Tokyo High Court rejected the appeal by Tatsuya Ichihashi who claimed his life sentence for the 2007 murder of Lindsay Ann Hawker, a crime that shocked both Japan and Britain, was too harsh.
Ichihashi, 32, admitted raping Hawker, his English teacher, but said he killed the 22-year-old accidentally. His appeal had sought a reduction in the life sentence.
Prosecutors argued that the killing by Ichihashi – who spent more than two-and-a-half years on the run and underwent plastic surgery to evade capture – was premeditated and the life term was justified.

Tatsuya Ichihashi (L) was sentenced to life for a crime that shocked both Japan and Britain (AFP/Jiji Press/File)
As Judge Yoshinobu Iida handed down his decision Ichihashi stood hunched over, facing down.

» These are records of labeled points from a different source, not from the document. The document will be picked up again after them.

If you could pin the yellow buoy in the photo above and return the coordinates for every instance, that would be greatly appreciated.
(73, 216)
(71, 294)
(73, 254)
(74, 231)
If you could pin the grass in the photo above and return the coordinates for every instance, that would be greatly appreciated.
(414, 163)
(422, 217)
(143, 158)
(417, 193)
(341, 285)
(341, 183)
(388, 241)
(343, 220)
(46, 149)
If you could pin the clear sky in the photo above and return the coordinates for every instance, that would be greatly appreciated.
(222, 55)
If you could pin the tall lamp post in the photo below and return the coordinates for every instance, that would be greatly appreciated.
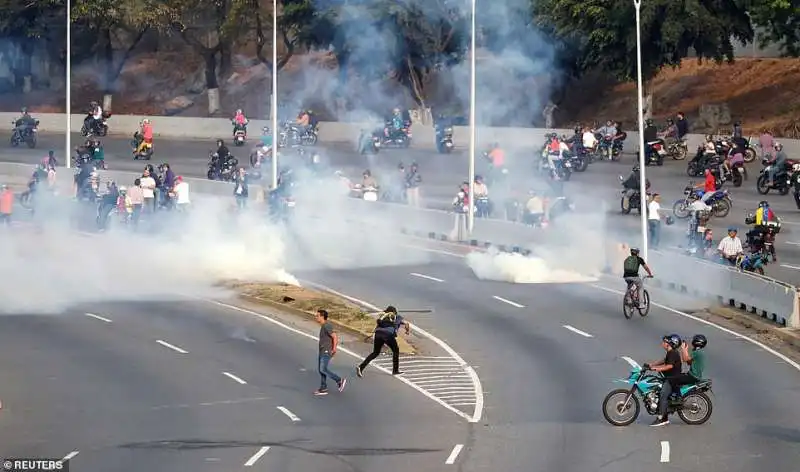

Iida said the killer “has not displayed sincere regret and remorse”. He said the suffering of the victim was “beyond imagination, and her bereaved family has deeply grieved”.
The lower court’s decision to hand out a life sentence was justified as Ichihashi “continued his life on the run for two years and seven months” and “even after his arrest, he gave false excuses” for his crime.
Ichihashi’s claim that Hawker’s death was accidental was not credible, the judge said.
When Hawker went missing in 2007, police went to Ichihashi’s apartment in Chiba prefecture, near Tokyo, to find her naked body bound at the wrists and ankles in a bathtub filled with sand on the balcony.
An autopsy showed she died of suffocation, and prosecutors said Ichihashi strangled her after the rape.
Ichihashi had previously testified that after raping Hawker, he bound her and spoke to the victim for hours, seeking forgiveness. He said he choked the teacher to death after covering her mouth to stop her from screaming for help but he did not mean to take her life.
Ichihashi fled and went on the run, altering his appearance with plastic surgery and frequently changing jobs before his arrest in November 2009 in the western city of Osaka.
After his arrest, Ichihashi described his life as a fugitive in the book “Taiho Sarerumade – Kuuhaku no Ninen Nanakagetsu no Kiroku (Until the Arrest – The Blank Two Years and Seven Months)”.
He detailed how he travelled across Japan, from a tiny southern Okinawan island, where he lived off fish and snakes, to Osaka, where he worked on a construction site.
Ichihashi has previously offered to give any royalties from the book to the family of the murdered teacher, or to use it for public good. The Hawker family has declined the offer.